8291237: Encapsulate nmethod Deoptimization logic

[xmas92]

The proposal is to encapsulate the nmethod mark for deoptimization logic in one place and only allow access to the mark_for_deoptimization from a closure object:

class DeoptimizationMarkerClosure : StackObj {
public:
  virtual void marker_do(Deoptimization::MarkFn mark_fn) = 0;
};

This closure takes a MarkFn which it uses to mark which nmethods should be deoptimized.
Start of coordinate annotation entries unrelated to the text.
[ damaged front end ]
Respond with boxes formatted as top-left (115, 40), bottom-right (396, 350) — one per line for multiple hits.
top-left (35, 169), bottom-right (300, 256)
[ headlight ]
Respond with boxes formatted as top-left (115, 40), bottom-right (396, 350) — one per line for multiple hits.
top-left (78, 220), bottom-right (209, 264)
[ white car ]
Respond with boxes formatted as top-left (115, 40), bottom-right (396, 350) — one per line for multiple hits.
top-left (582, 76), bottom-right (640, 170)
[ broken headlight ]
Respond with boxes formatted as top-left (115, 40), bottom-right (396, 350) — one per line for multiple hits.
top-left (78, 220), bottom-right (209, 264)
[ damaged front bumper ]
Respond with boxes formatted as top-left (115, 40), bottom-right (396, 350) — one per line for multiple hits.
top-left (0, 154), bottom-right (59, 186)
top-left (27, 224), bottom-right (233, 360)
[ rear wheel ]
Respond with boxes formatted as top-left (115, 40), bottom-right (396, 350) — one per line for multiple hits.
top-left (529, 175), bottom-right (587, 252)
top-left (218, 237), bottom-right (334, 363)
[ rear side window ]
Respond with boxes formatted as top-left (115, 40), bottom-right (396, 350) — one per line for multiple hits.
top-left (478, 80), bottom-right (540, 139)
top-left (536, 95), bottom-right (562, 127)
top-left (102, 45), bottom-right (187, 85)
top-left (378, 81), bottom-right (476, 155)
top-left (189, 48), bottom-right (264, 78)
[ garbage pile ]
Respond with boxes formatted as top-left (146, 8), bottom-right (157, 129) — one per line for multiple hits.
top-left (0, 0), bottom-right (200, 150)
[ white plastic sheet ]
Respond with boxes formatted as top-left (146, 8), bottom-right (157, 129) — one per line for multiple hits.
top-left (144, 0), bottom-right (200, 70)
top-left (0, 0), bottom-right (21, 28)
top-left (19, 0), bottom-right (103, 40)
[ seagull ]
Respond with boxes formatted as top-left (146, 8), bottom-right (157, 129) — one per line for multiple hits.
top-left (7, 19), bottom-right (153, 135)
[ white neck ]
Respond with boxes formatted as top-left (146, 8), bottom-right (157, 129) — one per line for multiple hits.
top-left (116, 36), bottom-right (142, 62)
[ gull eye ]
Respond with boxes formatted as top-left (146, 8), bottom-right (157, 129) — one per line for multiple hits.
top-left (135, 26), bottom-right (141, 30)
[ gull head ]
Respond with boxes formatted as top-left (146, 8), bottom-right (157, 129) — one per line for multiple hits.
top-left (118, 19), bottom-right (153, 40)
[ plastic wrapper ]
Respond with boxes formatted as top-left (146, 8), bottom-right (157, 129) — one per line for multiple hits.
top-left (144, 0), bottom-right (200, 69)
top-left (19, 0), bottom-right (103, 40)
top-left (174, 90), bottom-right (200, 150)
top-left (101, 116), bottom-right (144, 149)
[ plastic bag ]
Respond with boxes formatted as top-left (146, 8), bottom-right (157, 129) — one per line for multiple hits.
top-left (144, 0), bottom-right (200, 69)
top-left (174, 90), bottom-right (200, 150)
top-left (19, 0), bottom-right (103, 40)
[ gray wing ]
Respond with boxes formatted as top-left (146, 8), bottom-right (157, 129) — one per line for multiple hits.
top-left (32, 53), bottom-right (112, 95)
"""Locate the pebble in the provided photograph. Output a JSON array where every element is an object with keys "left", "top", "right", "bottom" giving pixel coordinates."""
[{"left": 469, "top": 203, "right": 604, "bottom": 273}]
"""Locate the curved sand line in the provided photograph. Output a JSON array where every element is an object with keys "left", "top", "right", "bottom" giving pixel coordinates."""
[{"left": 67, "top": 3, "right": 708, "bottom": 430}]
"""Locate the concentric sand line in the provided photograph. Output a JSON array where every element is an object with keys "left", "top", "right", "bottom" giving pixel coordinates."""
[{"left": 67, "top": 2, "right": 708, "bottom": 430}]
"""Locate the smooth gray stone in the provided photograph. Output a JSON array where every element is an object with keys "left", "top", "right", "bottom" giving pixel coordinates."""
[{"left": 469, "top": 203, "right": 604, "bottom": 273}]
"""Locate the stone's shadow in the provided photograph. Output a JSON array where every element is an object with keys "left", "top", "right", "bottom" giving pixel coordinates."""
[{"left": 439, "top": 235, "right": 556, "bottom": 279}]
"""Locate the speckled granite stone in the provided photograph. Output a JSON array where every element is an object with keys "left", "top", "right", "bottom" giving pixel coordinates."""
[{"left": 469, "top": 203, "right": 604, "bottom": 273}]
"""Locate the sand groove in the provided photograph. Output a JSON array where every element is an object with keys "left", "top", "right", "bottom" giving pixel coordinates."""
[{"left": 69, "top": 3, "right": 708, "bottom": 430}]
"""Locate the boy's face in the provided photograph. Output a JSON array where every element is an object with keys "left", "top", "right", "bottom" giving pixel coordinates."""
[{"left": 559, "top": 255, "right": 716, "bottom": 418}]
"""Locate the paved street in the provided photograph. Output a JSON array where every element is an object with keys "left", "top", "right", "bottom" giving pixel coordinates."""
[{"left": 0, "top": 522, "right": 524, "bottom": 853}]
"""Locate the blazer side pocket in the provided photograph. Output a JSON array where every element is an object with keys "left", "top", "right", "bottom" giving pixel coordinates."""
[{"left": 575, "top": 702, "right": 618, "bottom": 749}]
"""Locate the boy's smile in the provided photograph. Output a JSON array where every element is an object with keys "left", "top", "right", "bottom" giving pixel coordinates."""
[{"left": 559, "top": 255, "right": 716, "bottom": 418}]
This marking can only be done through the MarkFn and a MarkFn can only be created in the following code which runs the closure.

{
  NoSafepointVerifier nsv;
  assert_locked_or_safepoint(Compile_lock);
  marker_closure.marker_do(MarkFn());
  anything_deoptimized = deoptimize_all_marked();
}
if (anything_deoptimized) {
  run_deoptimize_closure();
}

This ensures that this logic is encapsulated and the NoSafepointVerifier and assert_locked_or_safepoint(Compile_lock) makes deoptimize_all_marked not having to scan the whole code cache sound.

The exception to this pattern, from InstanceKlass::unload_class, is discussed in the JBS issue, and gives reasons why not marking for deoptimization there is ok.

An effect of this encapsulation is that the deoptimization logic was moved from the CodeCache class to the Deoptimization class and the class redefinition logic was moved from the CodeCache class to the VM_RedefineClasses class/operation.

Testing: Tier 1-5

Update

Switched too using a RAII object to track the context instead of putting code in a closure. But all the encapsulation is still the same.

Testing: Tier 1-7

Update

@stefank suggested splitting out unloading klass logic change into a separate issue JDK-8291718.

Will probably also limit this PR to only encapsulation. (Skipping the linked list optimisation) And create a separate issue for that as well.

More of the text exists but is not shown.